This is the first on a series of posts about using Machine Learning and optimization methods to improve the performance of marketplaces. From our own experience, we know there are lots of ways to improve a marketplace using Machine Learning, and a good implementation of these systems can bring a great competitive advantage.
But before diving real deep into the nook and crannies of any of these problems and solutions, we’ll give a brief introduction to each of them. After reading this post you will be comfortable explaining what a Marketplace is, what are the Three-Sided Marketplaces and how Machine Learning can improve all of its sides.
Marketplace is a term that has been going around for a while now, but what is it exactly?

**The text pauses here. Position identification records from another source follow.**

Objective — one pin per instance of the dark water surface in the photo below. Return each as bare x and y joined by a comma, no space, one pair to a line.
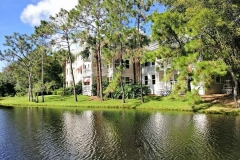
31,133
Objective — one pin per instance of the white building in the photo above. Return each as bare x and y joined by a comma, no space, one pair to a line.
153,74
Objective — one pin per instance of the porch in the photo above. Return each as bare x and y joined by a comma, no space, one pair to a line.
164,88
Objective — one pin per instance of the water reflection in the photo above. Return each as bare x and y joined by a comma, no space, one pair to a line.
31,133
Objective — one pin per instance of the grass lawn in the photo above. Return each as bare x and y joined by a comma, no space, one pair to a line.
151,102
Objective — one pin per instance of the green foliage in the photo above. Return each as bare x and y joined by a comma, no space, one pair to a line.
132,91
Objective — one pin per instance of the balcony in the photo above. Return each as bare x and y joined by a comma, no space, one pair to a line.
87,90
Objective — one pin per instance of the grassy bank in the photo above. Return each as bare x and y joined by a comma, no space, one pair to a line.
152,102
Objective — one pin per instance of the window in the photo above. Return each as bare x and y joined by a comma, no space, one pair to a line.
109,79
146,80
117,63
127,64
153,79
127,80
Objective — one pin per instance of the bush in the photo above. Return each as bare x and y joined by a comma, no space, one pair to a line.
131,90
79,88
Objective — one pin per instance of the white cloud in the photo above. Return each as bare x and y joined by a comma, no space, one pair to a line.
33,14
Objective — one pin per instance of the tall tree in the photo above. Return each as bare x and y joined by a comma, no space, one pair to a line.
65,36
43,34
20,50
207,28
118,13
139,14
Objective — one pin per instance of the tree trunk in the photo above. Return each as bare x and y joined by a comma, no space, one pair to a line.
70,59
64,64
134,71
235,88
121,78
42,88
100,71
98,84
142,98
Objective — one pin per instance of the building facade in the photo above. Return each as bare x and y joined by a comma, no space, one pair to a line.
153,73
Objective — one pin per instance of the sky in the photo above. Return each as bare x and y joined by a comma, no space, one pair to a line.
22,15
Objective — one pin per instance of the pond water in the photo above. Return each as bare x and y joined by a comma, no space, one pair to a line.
38,133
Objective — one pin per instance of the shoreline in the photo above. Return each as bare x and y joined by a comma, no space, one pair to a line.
152,103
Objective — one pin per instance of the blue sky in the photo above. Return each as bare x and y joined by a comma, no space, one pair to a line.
22,15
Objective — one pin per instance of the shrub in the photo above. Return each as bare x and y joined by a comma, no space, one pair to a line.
131,90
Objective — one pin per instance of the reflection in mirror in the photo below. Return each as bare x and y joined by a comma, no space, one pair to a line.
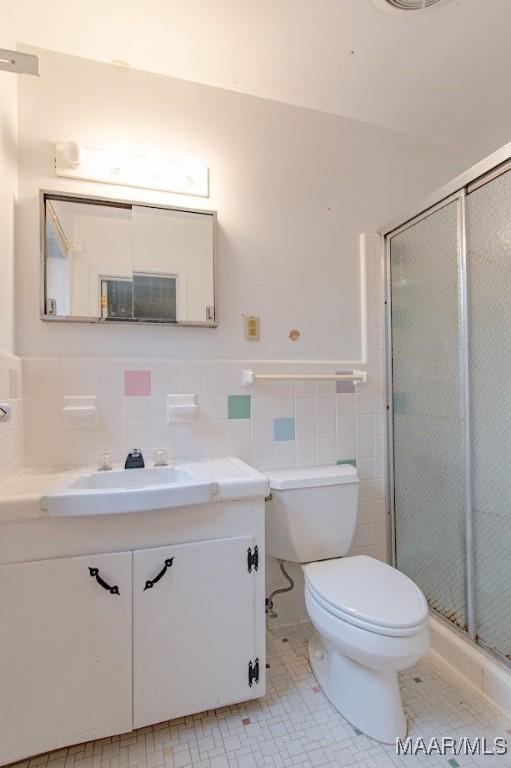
116,261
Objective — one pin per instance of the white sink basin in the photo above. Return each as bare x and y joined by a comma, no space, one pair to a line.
128,490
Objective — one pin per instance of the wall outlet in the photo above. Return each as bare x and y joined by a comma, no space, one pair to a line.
251,328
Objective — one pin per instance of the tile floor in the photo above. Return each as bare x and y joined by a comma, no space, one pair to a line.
294,725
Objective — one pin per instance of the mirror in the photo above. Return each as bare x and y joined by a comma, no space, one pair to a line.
116,261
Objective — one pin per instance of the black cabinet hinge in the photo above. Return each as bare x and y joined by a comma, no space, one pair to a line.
253,672
253,559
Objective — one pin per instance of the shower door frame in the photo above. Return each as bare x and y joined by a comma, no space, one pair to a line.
491,167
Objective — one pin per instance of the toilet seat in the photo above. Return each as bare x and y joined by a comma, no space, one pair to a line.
369,594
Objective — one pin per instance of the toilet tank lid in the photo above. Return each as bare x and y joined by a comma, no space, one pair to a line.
310,477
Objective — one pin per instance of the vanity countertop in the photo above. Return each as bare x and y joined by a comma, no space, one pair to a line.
20,495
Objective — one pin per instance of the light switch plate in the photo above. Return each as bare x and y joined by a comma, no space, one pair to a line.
251,328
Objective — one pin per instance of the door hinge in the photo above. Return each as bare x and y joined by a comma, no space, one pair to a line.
253,672
253,558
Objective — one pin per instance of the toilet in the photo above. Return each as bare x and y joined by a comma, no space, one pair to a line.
370,620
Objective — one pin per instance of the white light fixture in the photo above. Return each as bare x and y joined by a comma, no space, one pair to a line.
75,161
19,63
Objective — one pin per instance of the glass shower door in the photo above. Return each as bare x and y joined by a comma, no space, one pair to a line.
489,292
428,407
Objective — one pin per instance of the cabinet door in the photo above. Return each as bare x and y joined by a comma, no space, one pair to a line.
193,632
65,652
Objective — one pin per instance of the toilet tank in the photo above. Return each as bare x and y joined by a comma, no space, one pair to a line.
312,513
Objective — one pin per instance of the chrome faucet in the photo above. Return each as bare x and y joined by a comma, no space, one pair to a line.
134,460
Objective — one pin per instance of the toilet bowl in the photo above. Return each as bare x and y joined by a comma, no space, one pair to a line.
372,628
370,620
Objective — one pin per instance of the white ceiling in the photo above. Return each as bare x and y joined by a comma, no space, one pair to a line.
442,73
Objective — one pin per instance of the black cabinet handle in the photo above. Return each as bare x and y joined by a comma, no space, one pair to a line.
151,582
94,572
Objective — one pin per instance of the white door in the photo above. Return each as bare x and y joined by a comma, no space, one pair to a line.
193,628
65,652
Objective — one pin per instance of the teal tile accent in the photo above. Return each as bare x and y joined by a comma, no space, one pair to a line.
284,428
238,406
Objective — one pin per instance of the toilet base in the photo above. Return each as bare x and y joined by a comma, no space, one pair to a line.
368,698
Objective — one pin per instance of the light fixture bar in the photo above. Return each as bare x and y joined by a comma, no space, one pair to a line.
19,63
76,161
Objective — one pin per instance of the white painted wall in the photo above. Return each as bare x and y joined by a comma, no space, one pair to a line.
8,184
293,189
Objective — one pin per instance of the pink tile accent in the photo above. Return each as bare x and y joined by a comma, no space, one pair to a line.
137,383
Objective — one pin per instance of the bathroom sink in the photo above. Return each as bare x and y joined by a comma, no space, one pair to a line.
128,490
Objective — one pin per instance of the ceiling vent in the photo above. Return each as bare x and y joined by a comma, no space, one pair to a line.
411,5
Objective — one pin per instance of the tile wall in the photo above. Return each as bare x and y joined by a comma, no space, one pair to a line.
11,432
271,425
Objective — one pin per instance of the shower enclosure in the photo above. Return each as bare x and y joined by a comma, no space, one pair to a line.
449,382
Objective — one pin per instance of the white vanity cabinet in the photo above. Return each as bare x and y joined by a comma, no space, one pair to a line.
111,622
194,627
65,652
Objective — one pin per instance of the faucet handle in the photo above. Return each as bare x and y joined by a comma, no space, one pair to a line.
105,462
161,458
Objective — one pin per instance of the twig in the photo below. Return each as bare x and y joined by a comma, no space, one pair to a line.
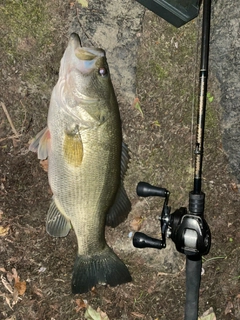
9,119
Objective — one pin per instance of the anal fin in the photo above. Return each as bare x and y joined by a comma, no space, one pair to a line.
56,225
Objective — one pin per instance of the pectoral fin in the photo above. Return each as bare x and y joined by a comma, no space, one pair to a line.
40,144
56,225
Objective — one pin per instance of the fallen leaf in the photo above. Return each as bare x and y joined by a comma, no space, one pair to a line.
6,284
83,3
136,223
92,314
44,165
208,315
21,287
15,275
138,315
228,308
81,304
3,231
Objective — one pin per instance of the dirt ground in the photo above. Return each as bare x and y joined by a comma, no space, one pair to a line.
36,269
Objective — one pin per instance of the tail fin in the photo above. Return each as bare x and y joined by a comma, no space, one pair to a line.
102,268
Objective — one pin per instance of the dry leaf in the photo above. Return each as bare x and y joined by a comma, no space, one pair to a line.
44,165
3,231
15,275
228,308
6,284
92,314
81,304
208,315
136,223
138,315
83,3
21,287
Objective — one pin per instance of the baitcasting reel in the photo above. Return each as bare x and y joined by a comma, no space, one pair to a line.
187,228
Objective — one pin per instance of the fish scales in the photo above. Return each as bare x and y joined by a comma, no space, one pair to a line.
86,163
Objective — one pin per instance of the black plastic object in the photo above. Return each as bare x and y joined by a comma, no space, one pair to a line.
176,12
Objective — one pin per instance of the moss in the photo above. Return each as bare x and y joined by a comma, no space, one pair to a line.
28,37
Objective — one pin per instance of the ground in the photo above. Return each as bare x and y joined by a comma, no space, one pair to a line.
158,127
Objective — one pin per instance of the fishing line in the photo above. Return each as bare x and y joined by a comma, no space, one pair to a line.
195,86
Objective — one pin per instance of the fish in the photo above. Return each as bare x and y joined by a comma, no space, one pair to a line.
87,161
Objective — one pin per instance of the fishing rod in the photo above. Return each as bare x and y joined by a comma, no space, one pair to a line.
186,226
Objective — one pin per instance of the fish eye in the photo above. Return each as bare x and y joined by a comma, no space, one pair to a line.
103,72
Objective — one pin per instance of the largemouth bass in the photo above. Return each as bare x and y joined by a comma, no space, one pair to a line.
87,161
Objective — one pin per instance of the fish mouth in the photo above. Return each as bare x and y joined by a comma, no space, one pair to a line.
87,57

Think of some of the brand new companies that popped up into relevance this decade: Uber, Airbnb, Amazon, DoorDash. What do they all have in common? Besides the fact that they all are tech-centric, they also are marketplaces.
Marketplaces are all about connecting vendors to customers, guided by a curated experience brought by the marketplace owner (in this case, any of the companies mentioned before). Unlike a traditional business, the marketplace owners do not own any of the vendors, but instead focus on bringing both parties involved the best possible experience.
Delivering a great experience for a marketplace is not easy, and sometimes it can be even harder when even more sides are involved. For example, a food delivery business with couriers would be a Three-Sided Marketplace: customers order food from a restaurant and are assigned a courier that brings the food to their door.
Three-Sided Marketplaces bring a new actor into play, who will receive a monetary compensation for completing the experience between the customer and the vendor. Traditional marketplaces have lots of possible business optimizations, and if they are three-sided then we gain even more interactions to optimize! What do we mean by this?
Let’s present an example to show a possible Three-Sided Marketplace: let’s suppose we have a book delivery platform where customers search for and buy books, bookstores offer their catalogues and when a book is bought they package it up for a courier to pick up. The example could be about books, food or furniture, all of them would have similar opportunities to improve their business.
And what can we improve exactly? The best possible experience has to be delivered to all three parties involved based on their interests. Users might want recommendations for books they might enjoy based on their search history or previous purchases. Bookstores might benefit from a demand forecast of how many orders will arrive on the following days, so as to stock on a specially requested title or to organize their work hours based on when most of the demand is coming in. Meanwhile, giving the couriers schedules and benefits based on demand/supply would allow them to win more money. This is where Machine Learning comes in to help us optimize each of these sides of the marketplace.
The term Machine Learning is everywhere nowadays but it’s often misunderstood. The truth is that it’s an application of Artificial Intelligence capable of creating systems that automatically improve by experience. This experience fed into the algorithm is just data, and there’s plenty of that if your marketplace has multiple transactions through the day.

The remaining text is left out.